[llvm] [AMDGPU] Add IR-level pass to rewrite away address space 7 (PR #77952)

Thu Feb 29 04:14:59 PST 2024

================
@@ -0,0 +1,2012 @@
+//===-- AMDGPULowerBufferFatPointers.cpp ---------------------------=//
+//
+// Part of the LLVM Project, under the Apache License v2.0 with LLVM Exceptions.
+// See https://llvm.org/LICENSE.txt for license information.
+// SPDX-License-Identifier: Apache-2.0 WITH LLVM-exception
+//
+//===----------------------------------------------------------------------===//
+//
+// This pass lowers operations on buffer fat pointers (addrspace 7) to
+// operations on buffer resources (addrspace 8) and is needed for correct
+// codegen.
+//
+// # Background
+//
+// Address space 7 (the buffer fat pointer) is a 160-bit pointer that consists
+// of a 128-bit buffer descriptor and a 32-bit offset into that descriptor.
+// The buffer resource part needs to be it needs to be a "raw" buffer resource
+// (it must have a stride of 0 and bounds checks must be in raw buffer mode
+// or disabled).
+//
+// When these requirements are met, a buffer resource can be treated as a
+// typical (though quite wide) pointer that follows typical LLVM pointer
+// semantics. This allows the frontend to reason about such buffers (which are
+// often encountered in the context of SPIR-V kernels).
+//
+// However, because of their non-power-of-2 size, these fat pointers cannot be
+// present during translation to MIR (though this restriction may be lifted
+// during the transition to GlobalISel). Therefore, this pass is needed in order
+// to correctly implement these fat pointers.
+//
+// The resource intrinsics take the resource part (the address space 8 pointer)
+// and the offset part (the 32-bit integer) as separate arguments. In addition,
+// many users of these buffers manipulate the offset while leaving the resource
+// part alone. For these reasons, we want to typically separate the resource
+// and offset parts into separate variables, but combine them together when
+// encountering cases where this is required, such as by inserting these values
+// into aggretates or moving them to memory.
+//
+// Therefore, at a high level, `ptr addrspace(7) %x` becomes `ptr addrspace(8)
+// %x.rsrc` and `i32 %x.off`, which will be combined into `{ptr addrspace(8),
+// i32} %x = {%x.rsrc, %x.off}` if needed. Similarly, `vector<Nxp7>` becomes
+// `{vector<Nxp8>, vector<Nxi32 >}` and its component parts.
+//
+// # Implementation
+//
+// This pass proceeds in three main phases:
+//
+// ## Rewriting loads and stores of p7
+//
+// The first phase is to rewrite away all loads and stors of `ptr addrspace(7)`,
+// including aggregates containing such pointers, to ones that use `i160`. This
+// is handled by `StoreFatPtrsAsIntsVisitor` , which visits loads, stores, and
+// allocas and, if the loaded or stored type contains `ptr addrspace(7)`,
+// rewrites that type to one where the p7s are replaced by i160s, copying other
+// parts of aggregates as needed.

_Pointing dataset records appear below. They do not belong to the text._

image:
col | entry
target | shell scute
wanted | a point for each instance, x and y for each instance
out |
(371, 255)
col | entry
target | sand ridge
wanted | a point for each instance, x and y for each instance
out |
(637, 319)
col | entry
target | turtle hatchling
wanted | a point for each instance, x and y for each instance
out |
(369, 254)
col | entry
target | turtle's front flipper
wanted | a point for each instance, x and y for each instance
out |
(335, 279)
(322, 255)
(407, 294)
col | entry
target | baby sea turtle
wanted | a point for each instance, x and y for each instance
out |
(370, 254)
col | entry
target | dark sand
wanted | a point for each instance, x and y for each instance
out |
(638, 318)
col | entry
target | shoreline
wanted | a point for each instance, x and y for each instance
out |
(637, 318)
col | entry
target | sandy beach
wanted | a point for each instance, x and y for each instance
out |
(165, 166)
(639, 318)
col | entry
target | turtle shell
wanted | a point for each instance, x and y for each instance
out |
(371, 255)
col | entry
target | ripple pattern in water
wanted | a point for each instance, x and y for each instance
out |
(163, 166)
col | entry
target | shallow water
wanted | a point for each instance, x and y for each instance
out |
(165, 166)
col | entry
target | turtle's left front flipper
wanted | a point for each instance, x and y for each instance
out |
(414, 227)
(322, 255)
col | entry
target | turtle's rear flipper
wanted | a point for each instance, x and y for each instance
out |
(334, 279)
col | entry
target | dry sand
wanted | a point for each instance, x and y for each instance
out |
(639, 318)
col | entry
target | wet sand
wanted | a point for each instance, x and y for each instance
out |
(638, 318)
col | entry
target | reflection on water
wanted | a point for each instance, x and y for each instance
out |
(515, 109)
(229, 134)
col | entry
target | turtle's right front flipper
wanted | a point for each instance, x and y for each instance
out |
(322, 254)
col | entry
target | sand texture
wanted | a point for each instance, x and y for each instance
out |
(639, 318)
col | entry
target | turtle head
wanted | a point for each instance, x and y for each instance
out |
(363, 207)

In the case of a store, each pointer is
+// `ptrtoint`d to i160 before storing, and load integers are `inttoptr`d back.
+// This same transformation is applied to vectors of pointers.
+//
+// Such a transformation allows the later phases of the pass to not need
+// to handle buffer fat pointers moving to and from memory, where we load
+// have to handle the incompatibility between a `{Nxp8, Nxi32}` representation
+// and `Nxi60` directly. Instead, that transposing action (where the vectors
+// of resources and vectors of offsets are concatentated before being stored to
+// memory) are handled through implementing `inttoptr` and `ptrtoint` only.
+//
+// Atomics operations on `ptr addrspace(7)` values are not suppported, as the
+// hardware does not include a 160-bit atomic.
+//
+// ## Type remapping
+//
+// We use a `ValueMapper` to mangle uses of [vectors of] buffer fat pointers
+// to the corresponding struct type, which has a resource part and an offset
+// part.
+//
+// This uses a `BufferFatPtrToStructTypeMap` and a `FatPtrConstMaterializer`
+// to, usually by way of `setType`ing values. Constants are handled here
+// because there isn't a good way to fix them up later.
+//
+// This has the downside of leaving the IR in an invalid state (for example,
+// the instruction `getelementptr {ptr addrspace(8), i32} %p, ...` will exist),
+// but all such invalid states will be resolved by the third phase.
+//
+// Functions that don't take buffer fat pointers are modified in place. Those
+// that do take such pointers have their basic blocks moved to a new function
+// with arguments that are {ptr addrspace(8), i32} arguments and return values.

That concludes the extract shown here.